В прежнее время некоторые наши народники-революционеры полагали, что выход найти очень нетрудно: нужно было сделать социальную революцию, которая в корне задавила бы зародыши третьего и четвертого сословий, так что Ивану Ермолаевичу осталось бы только жить, поживать да добра наживать. Опыт показал, что легко говорить о крестьянской революции, но невозможно ее сделать. Иван Ермолаевич чужд всяких революционных стремлений. Он — консерватор и по мыслям и по положению. Он думает, что без царя нельзя, что его нужно слушаться и что бунтовать могут только самые пустые и вздорные люда. Гл. Успенский никогда не думал ‘бунтовать’ крестьян, ему и в голову никогда не приходило колебать основы современного русского государственного и общественного порядка. Он пытался иногда лишь поколебать основы некоторых ‘интеллектуальных несовершенств’ деревенских порядков. А между тем и он роковым образом пришел к безотрадному выводу: ‘не суйся’. Гл. Успенский увидел, что в ответ на все его доводы ‘Иван Ермолаевич’ может сказать только одно: без этого нельзя. Но это только имеет за себя вековечность и прочность самой природы. Но кротким ответом колебателю основ Иван Ермолаевич может ограничиться единственно только по своей доброте, ежели же он человек не с слишком мягким сердцем, то ответ его колебателю той или другой из основ должен непременно выразиться в представлении этого самого колебателя к начальству’.

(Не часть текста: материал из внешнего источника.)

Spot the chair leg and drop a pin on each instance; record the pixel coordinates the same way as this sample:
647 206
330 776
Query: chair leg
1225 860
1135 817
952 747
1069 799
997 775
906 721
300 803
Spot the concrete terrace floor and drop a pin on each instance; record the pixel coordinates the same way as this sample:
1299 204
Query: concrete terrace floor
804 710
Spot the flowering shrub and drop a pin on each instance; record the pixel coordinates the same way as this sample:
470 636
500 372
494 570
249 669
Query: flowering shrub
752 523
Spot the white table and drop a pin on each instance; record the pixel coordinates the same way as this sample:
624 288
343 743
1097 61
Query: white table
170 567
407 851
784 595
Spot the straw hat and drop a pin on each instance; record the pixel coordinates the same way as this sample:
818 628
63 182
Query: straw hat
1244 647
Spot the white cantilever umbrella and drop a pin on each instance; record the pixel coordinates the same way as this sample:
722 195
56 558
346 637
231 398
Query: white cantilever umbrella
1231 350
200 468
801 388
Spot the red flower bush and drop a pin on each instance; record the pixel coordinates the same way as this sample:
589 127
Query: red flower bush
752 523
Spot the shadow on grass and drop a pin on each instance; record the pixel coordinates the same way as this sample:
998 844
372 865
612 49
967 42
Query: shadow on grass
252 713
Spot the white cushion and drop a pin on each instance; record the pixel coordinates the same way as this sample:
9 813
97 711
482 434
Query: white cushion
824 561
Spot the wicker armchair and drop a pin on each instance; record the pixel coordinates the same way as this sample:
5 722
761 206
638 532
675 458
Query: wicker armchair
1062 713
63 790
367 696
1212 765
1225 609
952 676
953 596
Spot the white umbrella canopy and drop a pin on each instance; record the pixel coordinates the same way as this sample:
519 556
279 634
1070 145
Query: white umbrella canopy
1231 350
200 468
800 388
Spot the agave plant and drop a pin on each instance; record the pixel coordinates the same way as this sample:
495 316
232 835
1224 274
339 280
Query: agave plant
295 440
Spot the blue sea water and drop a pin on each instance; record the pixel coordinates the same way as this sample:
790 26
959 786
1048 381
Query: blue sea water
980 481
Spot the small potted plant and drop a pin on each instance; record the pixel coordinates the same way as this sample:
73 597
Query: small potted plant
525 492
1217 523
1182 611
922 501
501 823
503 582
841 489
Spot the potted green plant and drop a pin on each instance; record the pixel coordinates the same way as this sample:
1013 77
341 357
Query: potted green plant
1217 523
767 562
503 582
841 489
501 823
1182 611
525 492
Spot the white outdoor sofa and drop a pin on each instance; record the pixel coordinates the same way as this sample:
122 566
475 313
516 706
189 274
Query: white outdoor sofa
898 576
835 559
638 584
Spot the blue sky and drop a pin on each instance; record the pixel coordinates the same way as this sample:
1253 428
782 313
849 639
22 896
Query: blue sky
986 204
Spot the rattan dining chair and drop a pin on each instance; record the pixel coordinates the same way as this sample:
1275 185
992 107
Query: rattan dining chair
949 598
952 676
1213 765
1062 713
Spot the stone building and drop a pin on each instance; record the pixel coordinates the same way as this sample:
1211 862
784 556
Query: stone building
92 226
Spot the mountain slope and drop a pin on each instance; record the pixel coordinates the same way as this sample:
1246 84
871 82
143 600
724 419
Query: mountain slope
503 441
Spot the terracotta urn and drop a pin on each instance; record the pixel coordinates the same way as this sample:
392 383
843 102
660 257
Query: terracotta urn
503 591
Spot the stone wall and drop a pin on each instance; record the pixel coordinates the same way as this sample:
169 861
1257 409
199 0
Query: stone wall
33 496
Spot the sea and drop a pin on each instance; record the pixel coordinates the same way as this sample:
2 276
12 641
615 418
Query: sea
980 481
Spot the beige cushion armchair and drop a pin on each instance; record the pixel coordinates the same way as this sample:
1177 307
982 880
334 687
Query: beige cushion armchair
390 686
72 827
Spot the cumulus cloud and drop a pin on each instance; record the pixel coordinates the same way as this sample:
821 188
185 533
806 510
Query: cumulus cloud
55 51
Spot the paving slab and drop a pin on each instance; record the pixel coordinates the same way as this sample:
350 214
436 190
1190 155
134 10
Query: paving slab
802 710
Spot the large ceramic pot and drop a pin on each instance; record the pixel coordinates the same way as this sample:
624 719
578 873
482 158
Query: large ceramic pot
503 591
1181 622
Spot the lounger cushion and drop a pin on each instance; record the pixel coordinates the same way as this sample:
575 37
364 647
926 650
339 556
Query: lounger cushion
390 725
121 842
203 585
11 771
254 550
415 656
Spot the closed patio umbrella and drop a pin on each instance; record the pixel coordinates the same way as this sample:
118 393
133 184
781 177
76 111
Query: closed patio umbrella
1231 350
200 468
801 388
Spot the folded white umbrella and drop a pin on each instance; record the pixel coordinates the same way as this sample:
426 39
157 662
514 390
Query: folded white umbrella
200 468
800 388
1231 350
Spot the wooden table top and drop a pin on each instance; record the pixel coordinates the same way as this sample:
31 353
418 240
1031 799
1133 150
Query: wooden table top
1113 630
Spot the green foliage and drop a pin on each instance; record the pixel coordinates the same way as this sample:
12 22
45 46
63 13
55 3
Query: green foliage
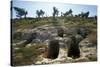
20 12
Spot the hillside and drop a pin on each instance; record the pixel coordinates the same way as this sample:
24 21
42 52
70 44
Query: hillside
31 39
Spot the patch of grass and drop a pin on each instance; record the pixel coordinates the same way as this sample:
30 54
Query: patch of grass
26 56
93 37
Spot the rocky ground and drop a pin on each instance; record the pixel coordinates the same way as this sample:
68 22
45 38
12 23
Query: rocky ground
45 33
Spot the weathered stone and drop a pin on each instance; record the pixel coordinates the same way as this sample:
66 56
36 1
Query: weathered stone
60 32
73 48
53 49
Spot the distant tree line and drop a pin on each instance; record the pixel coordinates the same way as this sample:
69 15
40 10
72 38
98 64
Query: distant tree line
40 13
20 12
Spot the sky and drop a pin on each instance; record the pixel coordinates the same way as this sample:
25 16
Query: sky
32 6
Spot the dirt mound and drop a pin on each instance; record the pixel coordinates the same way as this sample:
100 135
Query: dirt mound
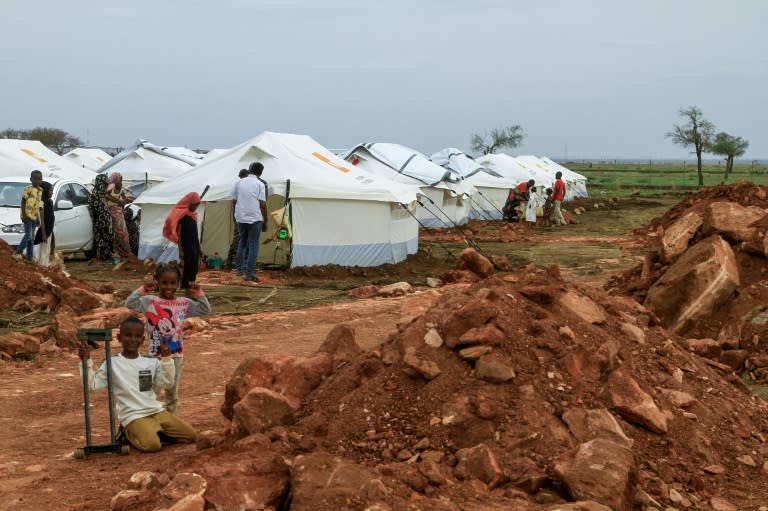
744 193
728 291
22 281
479 230
520 391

Итак, ввести коллективную обработку полей невозможно, поднять Ивана Ермолаевича против начальства немыслимо, мало того, даже пытаться изменить что-либо в его обиходе — значит являть из себя легкомысленного ‘колебателя основ’, которого Иван Ермолаевич должен ‘представить к начальству’. Вот к каким выводам, приводит народника ‘удивительная стройность’ народного миросозерцания! Что же делать? Обучать грамоте народ? Но, во-первых, отдавая школы в ведение духовенства, ‘начальство’ в свою очередь весьма не двусмысленно говорит народнику: ‘не суйся!’, а, во-вторых, и сам Иван Ермолаевич плохо понимает пользу грамоты, пока остается в сфере своих земледельческих идеалов. Находясь под влиянием этих идеалов, сам автор никак не мог понять, зачем нужно было бы учить грамоте сына Ивана Ермолаевича — Мишутку: ‘И, главное, решительно не мог представить себе того, чему бы именно нужно было его учить. Поэтому, в разговорах об учении, мы с Иваном. Ермолаевичем только твердили одно: надо… Надо, надо, а сущность и цели Ивану Ермолаевичу неизвестны, непонятны, а я уж ленюсь разъяснить их, да и призабыл, чем именно это надо следует оправдать’.

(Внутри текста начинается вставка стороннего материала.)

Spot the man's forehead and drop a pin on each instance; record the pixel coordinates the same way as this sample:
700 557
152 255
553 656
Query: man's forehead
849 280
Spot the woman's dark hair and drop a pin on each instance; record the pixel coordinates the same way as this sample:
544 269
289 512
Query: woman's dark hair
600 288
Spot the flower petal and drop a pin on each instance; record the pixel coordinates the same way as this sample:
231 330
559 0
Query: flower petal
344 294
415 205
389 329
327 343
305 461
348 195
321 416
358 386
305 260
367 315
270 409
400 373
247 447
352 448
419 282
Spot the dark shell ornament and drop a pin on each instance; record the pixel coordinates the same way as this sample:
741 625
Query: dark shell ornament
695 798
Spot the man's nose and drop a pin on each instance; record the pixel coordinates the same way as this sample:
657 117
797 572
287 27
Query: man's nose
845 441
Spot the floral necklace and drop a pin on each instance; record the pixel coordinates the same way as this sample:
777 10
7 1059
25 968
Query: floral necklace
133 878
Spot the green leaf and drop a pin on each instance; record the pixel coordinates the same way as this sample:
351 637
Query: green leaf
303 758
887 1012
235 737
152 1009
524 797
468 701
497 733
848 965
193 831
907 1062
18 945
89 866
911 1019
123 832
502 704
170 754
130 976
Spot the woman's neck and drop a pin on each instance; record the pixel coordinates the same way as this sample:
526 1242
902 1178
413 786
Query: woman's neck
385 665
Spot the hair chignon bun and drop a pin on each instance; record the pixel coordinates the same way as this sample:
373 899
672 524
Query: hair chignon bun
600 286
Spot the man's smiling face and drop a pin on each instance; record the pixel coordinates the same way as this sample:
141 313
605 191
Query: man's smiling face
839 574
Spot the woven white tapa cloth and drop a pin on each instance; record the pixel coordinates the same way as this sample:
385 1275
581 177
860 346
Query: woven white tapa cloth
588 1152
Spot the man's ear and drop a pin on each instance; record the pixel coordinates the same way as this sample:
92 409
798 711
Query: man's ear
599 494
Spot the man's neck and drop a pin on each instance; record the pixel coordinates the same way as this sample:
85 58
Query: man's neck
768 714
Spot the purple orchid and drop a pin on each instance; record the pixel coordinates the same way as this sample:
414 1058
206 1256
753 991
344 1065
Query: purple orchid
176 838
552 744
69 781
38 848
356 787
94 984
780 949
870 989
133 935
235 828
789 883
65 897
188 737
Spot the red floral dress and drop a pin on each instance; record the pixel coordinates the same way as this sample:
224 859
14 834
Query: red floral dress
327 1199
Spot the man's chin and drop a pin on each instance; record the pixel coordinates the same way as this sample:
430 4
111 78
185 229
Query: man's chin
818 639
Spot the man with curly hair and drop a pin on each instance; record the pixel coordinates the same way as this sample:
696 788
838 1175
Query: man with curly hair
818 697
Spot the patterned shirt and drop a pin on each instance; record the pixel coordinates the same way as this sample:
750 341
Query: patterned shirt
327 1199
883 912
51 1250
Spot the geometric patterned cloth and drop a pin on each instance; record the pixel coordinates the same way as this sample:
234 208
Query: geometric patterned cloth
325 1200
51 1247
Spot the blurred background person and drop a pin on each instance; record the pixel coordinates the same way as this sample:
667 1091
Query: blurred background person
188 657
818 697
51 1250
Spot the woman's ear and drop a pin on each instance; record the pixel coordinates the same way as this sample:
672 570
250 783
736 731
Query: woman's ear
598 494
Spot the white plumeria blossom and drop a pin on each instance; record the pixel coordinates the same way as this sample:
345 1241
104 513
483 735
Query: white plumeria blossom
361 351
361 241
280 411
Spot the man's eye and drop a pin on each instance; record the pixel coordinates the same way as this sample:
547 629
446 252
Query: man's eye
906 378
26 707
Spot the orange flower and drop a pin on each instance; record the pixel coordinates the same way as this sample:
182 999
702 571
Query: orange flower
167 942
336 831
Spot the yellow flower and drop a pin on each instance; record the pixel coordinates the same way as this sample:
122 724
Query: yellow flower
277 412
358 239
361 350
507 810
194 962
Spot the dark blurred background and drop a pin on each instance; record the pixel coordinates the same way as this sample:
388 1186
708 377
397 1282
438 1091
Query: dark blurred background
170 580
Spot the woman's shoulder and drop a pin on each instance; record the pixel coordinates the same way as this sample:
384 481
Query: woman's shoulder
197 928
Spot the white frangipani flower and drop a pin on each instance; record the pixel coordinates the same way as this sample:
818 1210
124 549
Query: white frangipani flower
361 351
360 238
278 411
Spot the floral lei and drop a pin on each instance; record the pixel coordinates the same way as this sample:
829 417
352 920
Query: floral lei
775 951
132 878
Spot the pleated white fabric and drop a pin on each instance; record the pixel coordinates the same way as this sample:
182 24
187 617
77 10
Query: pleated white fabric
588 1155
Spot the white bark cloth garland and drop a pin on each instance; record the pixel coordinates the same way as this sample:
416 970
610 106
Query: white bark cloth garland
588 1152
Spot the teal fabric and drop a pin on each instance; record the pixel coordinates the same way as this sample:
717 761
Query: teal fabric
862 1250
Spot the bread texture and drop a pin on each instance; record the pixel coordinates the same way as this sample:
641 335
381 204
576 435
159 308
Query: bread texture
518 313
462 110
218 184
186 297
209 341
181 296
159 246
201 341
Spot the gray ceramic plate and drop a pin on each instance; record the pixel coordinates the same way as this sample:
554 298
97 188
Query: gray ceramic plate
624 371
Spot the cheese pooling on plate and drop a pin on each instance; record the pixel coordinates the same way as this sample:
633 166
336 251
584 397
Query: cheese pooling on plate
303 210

Иван Ермолаевич все-таки отдает сына в ученье, но поступает так единственно потому, что смутно чувствует приближение новых экономических порядков. ‘Ему начинает казаться, что где-то в отдалении что-то зарождается ‘недоброе, трудное, с чем надо справляться умеючи…’ И в такие-то минуты он говорит: ‘Нет, надо Мишутку обучить грамоте — надо!’. Выходит, стало быть, что пока народный быт хоть немного соответствует народническим ‘идеалам’, до тех пор в грамоте не видится и надобности, а когда сознается польза учения, тогда старые народные ‘устои’ оказываются близкими к разрушению, в деревне является четвертое сословие, и хозяйственному мужику, Ивану Ермолаевичу, остается ‘много-много десять лет’ жить на свете. Какая злая насмешка истории! И до какой степени прав наш автор, когда, подводя итог всем противоречиям положения интеллигентного человека в деревне, он восклицает: ‘И выходит, поэтому, для всякого, что-нибудь думающего о народе (т. е. думающего о нем с народнической точки зрения) человека, задача поистине неразрешимая: цивилизация (т. е. капитализм) идет, а ты, наблюдатель русской жизни, мало того, что не можешь остановить этого шествий, но еще, как уверяют тебя и как доказывает сам Иван Ермолаевич, не должен, не имеешь ни права, ни резона соваться, ввиду того, что идеалы земледельческие прекрасны и совершенны. Итак — остановить шествия не можешь и соваться не должен! Народничество, как литературное течение, стремящееся к исследованию и правильному истолкованию народной жизни — совсем не то, что народничество, как социальное учение, указывающее путь ‘ко всеобщему благополучию’. Первое не только совершенно отлично от другого, но оно может, как мы видим, придти к прямому противоречию с ним.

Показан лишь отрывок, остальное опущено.